1. Was ist das Ziel eines Insolvenzverfahrens nach der InsO?
2. Welche drei Möglichkeiten der gemeinschaftlichen Befriedigung der Gläubiger sieht die InsO im Fall einer Unternehmensinsolvenz vor?
3. Was ist der Sinn einer gemeinschaftlichen Befriedigung der Gläubiger?
4. Man stelle sich vor, es gäbe keine Insolvenzordnung. Würden die Gläubiger der InsO vergleichbare Regelungen vertraglich vereinbaren?
5. Welche Argumente könnten im Einzelfall für eine Reorganisation sprechen?
6. Inwiefern unterscheidet sich die Vollstreckung nach der InsO zur Vollstreckung nach den §§ 704 ff. ZPO?
7. Wie läuft ein Insolvenzverfahren ab? Bringen Sie die folgenden Begriffe in eine chronologische Abfolge: „Berichtstermin, Anfechtung, Verwertung der Masse, Eröffnungsverfahren, Eröffnungsbeschluss, Beendigung des Verfahrens, Prüfungstermin, Verteilung der Masse, Insolvenzantrag“.
8. Darf ein Prokurist einen Insolvenzantrag stellen? Wie verhält es sich bei einem Gesellschafter?
9. In welche Gruppen lassen sich die Gläubiger des Schuldners einordnen (§§ 38 ff. InsO)? Was ist für die jeweilige Gruppe kennzeichnend?
10. Wie unterscheiden sich aussonderungs- und absonderungsberechtigte Gläubiger?
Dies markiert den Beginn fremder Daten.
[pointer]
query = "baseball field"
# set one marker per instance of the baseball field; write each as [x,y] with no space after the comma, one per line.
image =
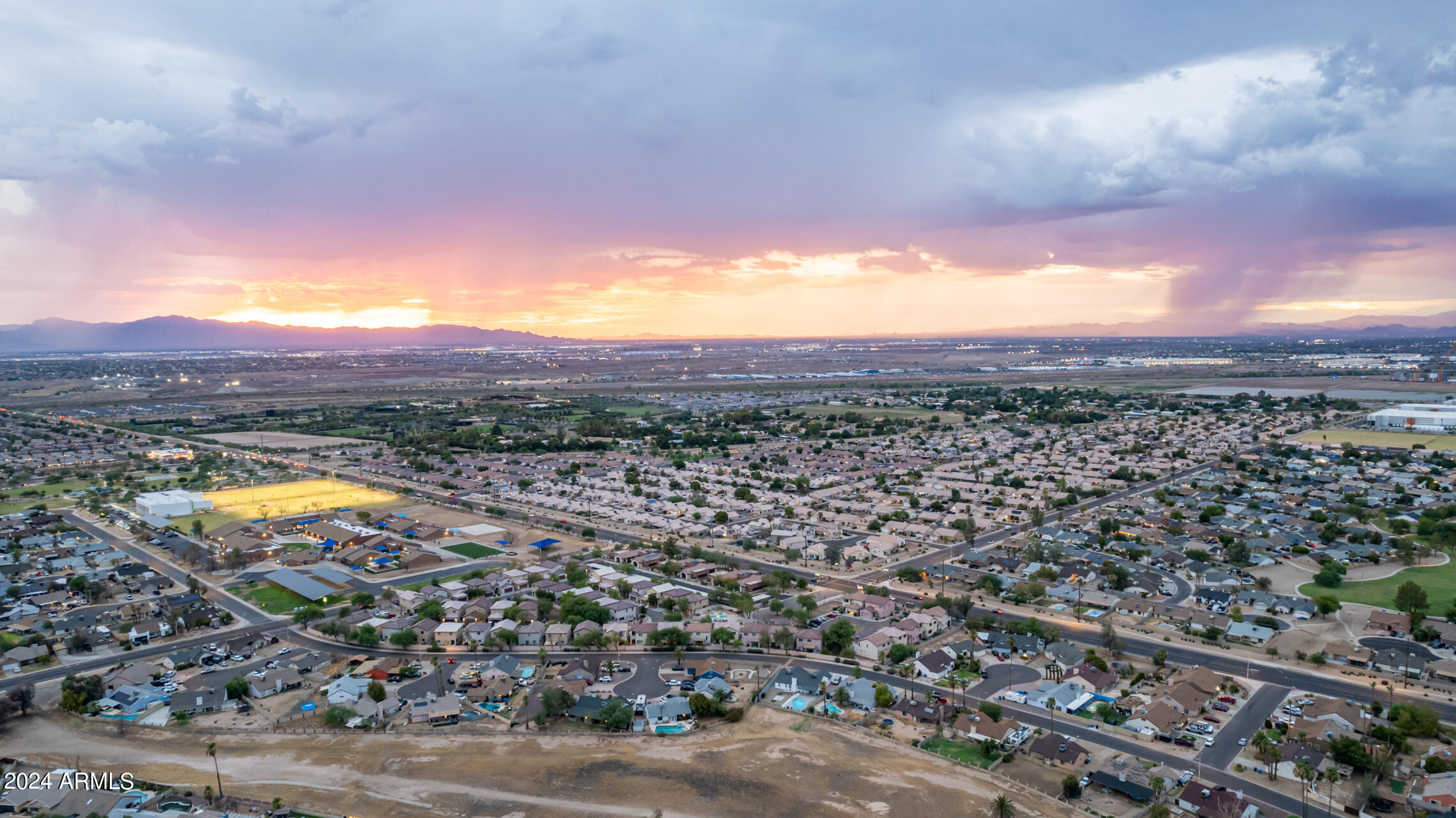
[280,500]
      Einige Fragen zur Einführung in die InsO – Teil 1 › Lösung Fragen 1 – 10

Lösung Fragen 1 – 10

      Einige Fragen zur Einführung in die InsO – Teil 1Lösung Fragen 1 – 10 › 1. Was ist das Ziel eines Insolvenzverfahrens nach der InsO?
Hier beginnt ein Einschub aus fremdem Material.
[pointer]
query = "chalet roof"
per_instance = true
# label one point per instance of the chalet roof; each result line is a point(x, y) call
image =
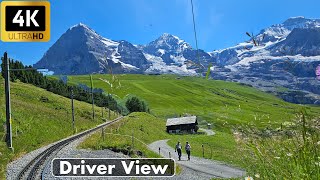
point(181, 120)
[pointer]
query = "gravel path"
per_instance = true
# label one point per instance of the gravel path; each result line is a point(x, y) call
point(213, 168)
point(71, 151)
point(209, 132)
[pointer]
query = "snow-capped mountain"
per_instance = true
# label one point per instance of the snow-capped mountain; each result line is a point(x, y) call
point(283, 55)
point(170, 54)
point(80, 50)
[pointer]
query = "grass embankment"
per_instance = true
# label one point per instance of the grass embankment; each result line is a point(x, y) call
point(130, 136)
point(144, 127)
point(226, 105)
point(222, 103)
point(39, 118)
      1. Was ist das Ziel eines Insolvenzverfahrens nach der InsO?

      Gemäß § 1 InsO dient das Insolvenzverfahren dazu, „die Gläubiger eines Schuldners gemeinschaftlich zu befriedigen“. Das Insolvenzverfahren dient also der kollektiven Befriedigung der Gläubiger. Darin unterscheidet es sich wesentlich von der Einzelzwangsvollstreckung nach den §§ 704 ff. der ZPO.
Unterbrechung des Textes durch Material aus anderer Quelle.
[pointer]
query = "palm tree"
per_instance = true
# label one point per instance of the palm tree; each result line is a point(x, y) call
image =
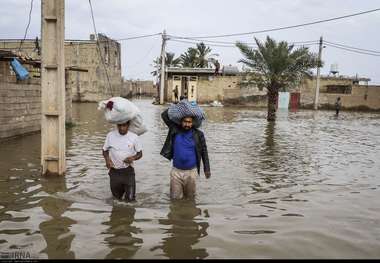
point(189, 59)
point(202, 52)
point(170, 61)
point(196, 57)
point(276, 65)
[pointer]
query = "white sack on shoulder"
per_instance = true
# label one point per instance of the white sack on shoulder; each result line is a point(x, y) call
point(119, 110)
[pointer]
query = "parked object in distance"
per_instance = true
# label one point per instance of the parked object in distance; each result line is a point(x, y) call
point(216, 103)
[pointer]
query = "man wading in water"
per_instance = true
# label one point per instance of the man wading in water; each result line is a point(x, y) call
point(186, 145)
point(120, 150)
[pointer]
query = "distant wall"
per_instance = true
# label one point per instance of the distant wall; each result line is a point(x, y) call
point(139, 87)
point(361, 97)
point(90, 86)
point(20, 104)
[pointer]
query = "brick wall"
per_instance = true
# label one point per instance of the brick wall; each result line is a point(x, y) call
point(20, 104)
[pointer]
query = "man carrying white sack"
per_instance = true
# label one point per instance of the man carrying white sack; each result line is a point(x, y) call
point(121, 148)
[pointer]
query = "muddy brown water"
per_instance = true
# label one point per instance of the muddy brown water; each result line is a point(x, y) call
point(306, 187)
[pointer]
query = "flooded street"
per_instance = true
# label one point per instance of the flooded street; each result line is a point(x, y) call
point(307, 186)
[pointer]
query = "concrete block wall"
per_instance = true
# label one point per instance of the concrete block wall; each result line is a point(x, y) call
point(139, 87)
point(20, 104)
point(361, 97)
point(91, 86)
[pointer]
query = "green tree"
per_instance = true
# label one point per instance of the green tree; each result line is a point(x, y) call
point(275, 65)
point(202, 55)
point(189, 59)
point(196, 57)
point(170, 61)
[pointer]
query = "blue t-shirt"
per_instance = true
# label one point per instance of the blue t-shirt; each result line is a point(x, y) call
point(184, 156)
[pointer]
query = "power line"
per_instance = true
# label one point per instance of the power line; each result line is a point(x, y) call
point(137, 37)
point(351, 47)
point(194, 42)
point(233, 43)
point(27, 27)
point(352, 50)
point(287, 27)
point(100, 52)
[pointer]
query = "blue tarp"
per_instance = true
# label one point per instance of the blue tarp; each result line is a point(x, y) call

      Der Erhalt eines Unternehmens (oder der Erhalt von Arbeitsplätzen) ist kein primäres Ziel der InsO. Nur soweit der Erhalt eines Unternehmens, verglichen mit der Liquidation, zu einer höheren Befriedigung der Gläubiger führt, ist er geboten, um die Gläubiger zu befriedigen.

      Um die gleichmäßige Befriedigung der Gläubiger zu gewährleisten, wird ein Insolvenzverwalter eingesetzt. Die Kosten für den Insolvenzverwalter schmälern das Vermögen, das für die Verteilung an die Gläubiger zur Verfügung steht. Dennoch werden die Gläubiger in vielen Fällen bessergestellt, als wenn der Schuldner sich selbst überlassen bliebe.

      Natürlichen Personen wird die Gelegenheit gegeben, sich von ihren restlichen Verbindlichkeiten zu befreien, soweit sie im Insolvenzverfahren nicht befriedigt werden und daher weiter ausstehen (siehe zur Restschuldbefreiung die §§ 286 ff. InsO).

      Der Verwalter hat die Aufgabe, das zur Insolvenzmasse gehörende Vermögen des Schuldners zu verwerten (§ 159 InsO). Gegen Ende des Verfahrens müssen alle verwertbaren Vermögensgegenstände des Schuldners in Geld umgewandelt worden sein, da nur Geld an die Gläubiger ausgezahlt werden kann, um die Forderungen der Gläubiger zumindest anteilig zu befriedigen. Spiegelbildlich können auch die Gläubiger nur auf Geld gerichtete Forderungen zur Insolvenztabelle anmelden (§ 174 II InsO, zur Umrechnung von Forderungen in Geldforderungen siehe § 45 InsO).

      Einige Fragen zur Einführung in die InsO – Teil 1Lösung Fragen 1 – 10 › 2. Welche drei Möglichkeiten der gemeinschaftlichen Befriedigung der Gläubiger sieht die InsO im Fall einer Unternehmensinsolvenz vor?

      2. Welche drei Möglichkeiten der gemeinschaftlichen Befriedigung der Gläubiger sieht die InsO im Fall einer Unternehmensinsolvenz vor?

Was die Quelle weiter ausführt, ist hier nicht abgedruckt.